One of the earliest engagement rings Ireland has know has been found in Northern Ireland by Mr Tom Ross in a field which had been ploughed in Newtonabbey, County Antrim. Mr Ross, 69 found the Engagement ring while using his metal detector. Metal detecting has been a hobby of his for the past four years but many have spent years upon years of searching but to no avail. Mr. Ross only learned of the rings value when displaying the piece to some other metal detector enthusiasts in England. He was advised to pass it onto the museum of Northern Ireland which he duly did and the museum then concluded that the engagement ring was in fact a posy ring and dated it back from around the late 1600’s.
The delicate ring is 85% gold which would be slightly higher in gold content then 18 karat gold used today in most engagement rings. Later at a Belfast Coroners court Mr. Ross told an inquest that he initially though the ring to be a “worthless trinket” or “a bit of rubbish”. The gold ring bears an inscription in old English “I noght on gift bot gifer” which is today’s English translates to “Look not on the gift, but the giver”. Which is a nice sentiment. The ring in fact turned out to be a piece or rare Irish heritage.
Elise Taylor the curator of applied art at National Museums Northern Ireland told the court about the history of such rings and the various traditions of the time involving inscriptions etc. Ms Taylor explained – the ring is a betrothal ring and men and women exchanged them from the 1500’s onward to symbolism their future commitment to each other much like the engagement rings and wedding rings exchanged today. Sometimes called posy rings this was a name derived from the French word for poem which is Poesy.

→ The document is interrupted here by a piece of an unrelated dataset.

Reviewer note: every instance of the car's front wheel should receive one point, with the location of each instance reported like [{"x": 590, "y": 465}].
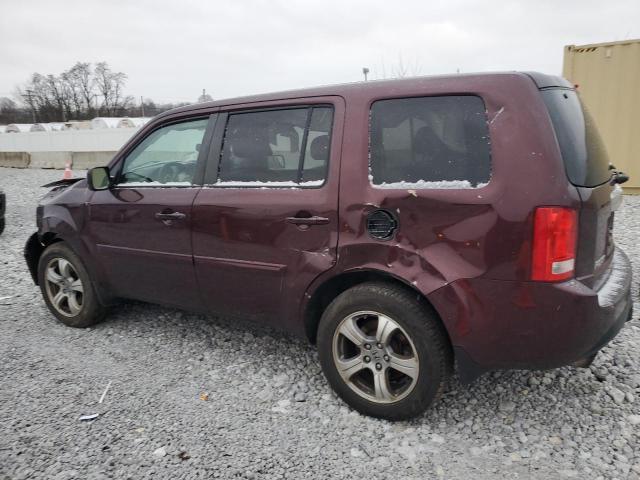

So how did the ring come to be in the ground in the field ? Well speculation is that the field is next to an old church and graveyard whereby people used to cross the field to get to it. As any jeweler will tell you finger sizes will shrink or expand depending on the weather and on a cold morning the fingers of the wearer may have shrunk allowing the ring to slip off. The coroners court declared the ring to be officially treasure – which means that the treasure will be handed over for valuation by the British Museum. Well done Mr. Ross and thank you for your honesty and for sharing your find with the world.